The other two theories Scofield lists are “(2) That Mary Magdalene, knowing as yet only Christ after the flesh 2Co_5:15-17 and having found her Beloved, sought only to hold Him so; while He, about to assume a new relation to His disciples in ascension, gently teaches Mary that now she must not seek to hold Him to the earth, but rather become His messenger of the new joy. (3) That He merely meant: ‘Do not detain me now; I am not yet ascended; you will see me again; run rather to my brethren,’ etc.”

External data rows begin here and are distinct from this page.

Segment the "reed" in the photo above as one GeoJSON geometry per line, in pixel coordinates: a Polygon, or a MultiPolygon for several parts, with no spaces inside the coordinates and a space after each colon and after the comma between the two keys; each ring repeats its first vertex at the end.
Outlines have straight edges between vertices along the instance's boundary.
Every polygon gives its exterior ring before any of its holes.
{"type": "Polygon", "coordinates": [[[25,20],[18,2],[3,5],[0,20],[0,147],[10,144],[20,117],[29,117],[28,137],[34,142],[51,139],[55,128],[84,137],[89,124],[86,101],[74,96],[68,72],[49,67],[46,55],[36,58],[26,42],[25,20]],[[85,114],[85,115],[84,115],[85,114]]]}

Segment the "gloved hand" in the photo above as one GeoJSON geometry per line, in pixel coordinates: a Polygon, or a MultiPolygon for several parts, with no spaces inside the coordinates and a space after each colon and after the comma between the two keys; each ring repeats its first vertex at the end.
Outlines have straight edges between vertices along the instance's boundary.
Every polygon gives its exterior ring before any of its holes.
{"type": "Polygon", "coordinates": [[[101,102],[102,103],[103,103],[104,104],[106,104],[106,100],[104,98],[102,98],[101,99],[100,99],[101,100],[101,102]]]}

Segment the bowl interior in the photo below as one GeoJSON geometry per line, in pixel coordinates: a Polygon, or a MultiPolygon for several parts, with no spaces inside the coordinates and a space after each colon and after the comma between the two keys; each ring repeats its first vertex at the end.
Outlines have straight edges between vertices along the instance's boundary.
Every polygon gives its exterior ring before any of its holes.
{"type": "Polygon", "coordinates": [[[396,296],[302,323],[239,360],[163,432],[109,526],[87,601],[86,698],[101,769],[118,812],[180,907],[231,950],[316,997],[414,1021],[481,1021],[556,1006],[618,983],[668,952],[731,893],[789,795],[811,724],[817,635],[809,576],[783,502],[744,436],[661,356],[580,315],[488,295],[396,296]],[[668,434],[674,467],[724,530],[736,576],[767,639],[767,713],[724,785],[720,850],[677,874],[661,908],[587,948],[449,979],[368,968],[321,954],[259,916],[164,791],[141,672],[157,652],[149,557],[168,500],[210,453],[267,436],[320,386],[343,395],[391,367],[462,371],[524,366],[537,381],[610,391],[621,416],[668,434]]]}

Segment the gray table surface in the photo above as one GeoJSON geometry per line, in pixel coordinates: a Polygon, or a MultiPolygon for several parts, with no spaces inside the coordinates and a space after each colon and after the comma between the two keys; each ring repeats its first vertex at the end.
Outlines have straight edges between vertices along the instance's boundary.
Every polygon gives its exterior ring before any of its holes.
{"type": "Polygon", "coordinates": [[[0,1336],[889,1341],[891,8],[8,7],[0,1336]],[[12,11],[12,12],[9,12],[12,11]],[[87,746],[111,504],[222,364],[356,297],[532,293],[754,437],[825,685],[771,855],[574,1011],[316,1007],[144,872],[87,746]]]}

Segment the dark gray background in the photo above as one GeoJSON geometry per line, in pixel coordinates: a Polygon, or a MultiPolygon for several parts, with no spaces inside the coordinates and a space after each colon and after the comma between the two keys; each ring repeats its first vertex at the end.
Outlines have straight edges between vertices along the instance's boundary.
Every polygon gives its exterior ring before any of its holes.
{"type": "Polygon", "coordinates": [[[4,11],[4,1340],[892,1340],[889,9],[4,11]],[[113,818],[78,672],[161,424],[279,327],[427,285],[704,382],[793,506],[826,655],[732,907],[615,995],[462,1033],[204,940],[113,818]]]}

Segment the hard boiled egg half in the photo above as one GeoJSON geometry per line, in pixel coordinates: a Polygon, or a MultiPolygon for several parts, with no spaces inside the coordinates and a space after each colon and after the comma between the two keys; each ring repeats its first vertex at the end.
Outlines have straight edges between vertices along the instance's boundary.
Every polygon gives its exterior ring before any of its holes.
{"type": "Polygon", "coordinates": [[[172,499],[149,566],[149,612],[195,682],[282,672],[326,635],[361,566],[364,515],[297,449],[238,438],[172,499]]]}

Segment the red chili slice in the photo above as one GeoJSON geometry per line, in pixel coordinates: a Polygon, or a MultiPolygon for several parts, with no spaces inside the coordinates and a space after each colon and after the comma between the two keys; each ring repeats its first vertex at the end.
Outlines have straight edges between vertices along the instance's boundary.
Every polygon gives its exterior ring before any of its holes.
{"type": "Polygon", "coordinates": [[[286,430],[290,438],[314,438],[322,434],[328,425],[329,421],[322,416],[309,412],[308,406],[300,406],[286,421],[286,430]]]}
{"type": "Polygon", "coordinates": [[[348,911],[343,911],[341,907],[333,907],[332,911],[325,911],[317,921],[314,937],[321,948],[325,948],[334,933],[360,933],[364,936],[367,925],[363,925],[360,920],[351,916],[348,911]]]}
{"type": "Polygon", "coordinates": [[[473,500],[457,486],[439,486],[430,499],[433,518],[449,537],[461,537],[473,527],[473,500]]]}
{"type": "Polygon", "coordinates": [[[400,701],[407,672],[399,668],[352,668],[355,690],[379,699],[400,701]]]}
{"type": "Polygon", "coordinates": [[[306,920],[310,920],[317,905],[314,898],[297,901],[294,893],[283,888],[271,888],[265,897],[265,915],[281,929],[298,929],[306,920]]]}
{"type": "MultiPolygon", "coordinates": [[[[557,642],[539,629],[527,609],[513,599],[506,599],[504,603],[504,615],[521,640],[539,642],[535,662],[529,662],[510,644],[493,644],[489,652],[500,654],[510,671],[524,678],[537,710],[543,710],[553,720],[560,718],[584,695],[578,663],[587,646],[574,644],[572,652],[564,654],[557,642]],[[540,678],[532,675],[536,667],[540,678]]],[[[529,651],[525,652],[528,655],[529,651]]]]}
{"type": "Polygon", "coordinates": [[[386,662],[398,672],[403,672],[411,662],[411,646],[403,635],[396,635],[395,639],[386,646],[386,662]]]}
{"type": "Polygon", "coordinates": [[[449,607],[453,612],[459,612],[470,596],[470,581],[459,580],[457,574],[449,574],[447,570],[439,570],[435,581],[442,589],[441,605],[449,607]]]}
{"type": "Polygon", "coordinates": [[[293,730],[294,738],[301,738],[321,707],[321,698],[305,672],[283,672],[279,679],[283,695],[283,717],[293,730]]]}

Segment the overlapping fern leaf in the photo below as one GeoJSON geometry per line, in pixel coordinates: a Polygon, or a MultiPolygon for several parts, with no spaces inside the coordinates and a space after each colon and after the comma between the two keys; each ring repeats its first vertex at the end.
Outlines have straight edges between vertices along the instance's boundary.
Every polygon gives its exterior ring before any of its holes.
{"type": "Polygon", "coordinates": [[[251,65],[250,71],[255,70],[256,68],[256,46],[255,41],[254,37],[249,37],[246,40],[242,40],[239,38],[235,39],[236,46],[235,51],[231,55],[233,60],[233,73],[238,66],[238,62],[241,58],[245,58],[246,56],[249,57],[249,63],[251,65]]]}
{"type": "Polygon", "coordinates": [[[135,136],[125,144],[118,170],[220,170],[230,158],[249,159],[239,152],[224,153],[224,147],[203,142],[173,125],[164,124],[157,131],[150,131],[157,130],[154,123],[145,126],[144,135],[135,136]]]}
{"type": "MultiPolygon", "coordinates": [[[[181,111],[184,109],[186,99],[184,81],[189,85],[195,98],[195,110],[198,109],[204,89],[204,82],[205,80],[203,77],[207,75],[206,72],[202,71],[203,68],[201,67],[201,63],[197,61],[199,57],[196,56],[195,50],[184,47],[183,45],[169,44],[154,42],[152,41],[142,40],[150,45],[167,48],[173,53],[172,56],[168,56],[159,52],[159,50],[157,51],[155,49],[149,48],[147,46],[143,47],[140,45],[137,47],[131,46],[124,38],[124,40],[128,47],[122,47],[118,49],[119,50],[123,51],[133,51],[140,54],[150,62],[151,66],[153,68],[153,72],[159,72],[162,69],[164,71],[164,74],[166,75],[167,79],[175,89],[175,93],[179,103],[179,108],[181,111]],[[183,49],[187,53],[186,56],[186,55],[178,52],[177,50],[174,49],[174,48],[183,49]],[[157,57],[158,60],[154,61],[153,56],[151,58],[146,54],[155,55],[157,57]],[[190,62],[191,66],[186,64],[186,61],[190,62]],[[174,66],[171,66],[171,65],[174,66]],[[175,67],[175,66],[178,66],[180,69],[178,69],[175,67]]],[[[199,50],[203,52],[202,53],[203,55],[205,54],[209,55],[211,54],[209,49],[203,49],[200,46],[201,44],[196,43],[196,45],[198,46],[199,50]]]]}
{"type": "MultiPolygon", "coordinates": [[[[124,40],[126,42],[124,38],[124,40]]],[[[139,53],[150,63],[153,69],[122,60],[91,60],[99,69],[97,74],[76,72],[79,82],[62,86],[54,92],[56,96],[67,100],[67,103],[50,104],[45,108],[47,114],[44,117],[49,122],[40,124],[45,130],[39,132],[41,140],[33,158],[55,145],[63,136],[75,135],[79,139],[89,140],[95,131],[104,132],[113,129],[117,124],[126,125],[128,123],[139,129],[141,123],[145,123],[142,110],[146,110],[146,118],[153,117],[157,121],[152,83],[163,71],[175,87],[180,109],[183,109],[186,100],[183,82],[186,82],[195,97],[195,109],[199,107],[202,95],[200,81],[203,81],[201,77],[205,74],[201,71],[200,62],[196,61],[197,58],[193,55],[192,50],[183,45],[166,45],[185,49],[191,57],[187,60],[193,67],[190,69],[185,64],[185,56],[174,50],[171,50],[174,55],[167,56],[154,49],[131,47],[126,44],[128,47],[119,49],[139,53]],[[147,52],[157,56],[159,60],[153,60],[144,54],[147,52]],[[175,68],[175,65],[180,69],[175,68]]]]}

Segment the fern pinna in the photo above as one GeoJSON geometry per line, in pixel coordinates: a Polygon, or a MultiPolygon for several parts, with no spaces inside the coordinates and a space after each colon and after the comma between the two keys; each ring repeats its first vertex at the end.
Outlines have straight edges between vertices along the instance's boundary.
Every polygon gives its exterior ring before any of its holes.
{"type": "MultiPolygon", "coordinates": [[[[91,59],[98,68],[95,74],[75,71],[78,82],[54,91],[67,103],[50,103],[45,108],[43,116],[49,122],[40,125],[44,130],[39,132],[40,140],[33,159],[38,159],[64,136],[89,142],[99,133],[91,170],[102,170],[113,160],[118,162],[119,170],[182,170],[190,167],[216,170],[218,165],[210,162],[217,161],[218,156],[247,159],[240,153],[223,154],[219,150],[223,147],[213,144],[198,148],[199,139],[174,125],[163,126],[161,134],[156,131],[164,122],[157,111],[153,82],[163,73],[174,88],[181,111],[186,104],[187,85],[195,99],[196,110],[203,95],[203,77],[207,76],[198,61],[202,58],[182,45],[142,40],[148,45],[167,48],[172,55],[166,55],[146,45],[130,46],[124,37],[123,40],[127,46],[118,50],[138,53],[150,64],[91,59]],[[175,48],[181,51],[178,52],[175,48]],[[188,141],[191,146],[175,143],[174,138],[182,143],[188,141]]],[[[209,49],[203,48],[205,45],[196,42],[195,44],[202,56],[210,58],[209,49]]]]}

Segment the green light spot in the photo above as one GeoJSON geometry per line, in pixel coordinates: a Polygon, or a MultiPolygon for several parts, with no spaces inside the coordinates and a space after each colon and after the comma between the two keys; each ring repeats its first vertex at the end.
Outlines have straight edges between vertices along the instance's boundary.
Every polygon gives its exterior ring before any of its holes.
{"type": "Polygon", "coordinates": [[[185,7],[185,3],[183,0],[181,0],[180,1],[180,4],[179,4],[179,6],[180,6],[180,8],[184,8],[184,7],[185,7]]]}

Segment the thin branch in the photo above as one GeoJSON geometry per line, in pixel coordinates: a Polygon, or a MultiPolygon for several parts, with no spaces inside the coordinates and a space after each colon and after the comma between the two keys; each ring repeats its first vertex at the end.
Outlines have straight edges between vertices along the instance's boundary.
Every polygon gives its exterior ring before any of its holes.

I’d suggest it’s a combination of the last two. The Lord knew what Mary was thinking and feeling, and she needed to adjust her expectations. He’s not saying, “Don’t touch me and make me unclean before I ascend into Heaven.” He’s saying, “Don’t cleave to me as you once did before I died. Things are not going to pick-up where we left off. I will not be establishing the kingdom now. I will be ascending to the Father, and you need to tell all the brethren that I’m alive but not here to stay.” I think the ascension He spoke of is His one ascension that we read in Acts 1. Mary wanted Him with her on the Earth. She needed to understand that everything has changed. He was not back for good. He would be leaving again. But there’s work to do. Go tell the brethren I’m alive, but I’ll also be ascending to my Father. It was important for Mary and everyone else to know that His time upon the Earth as risen will not be for long.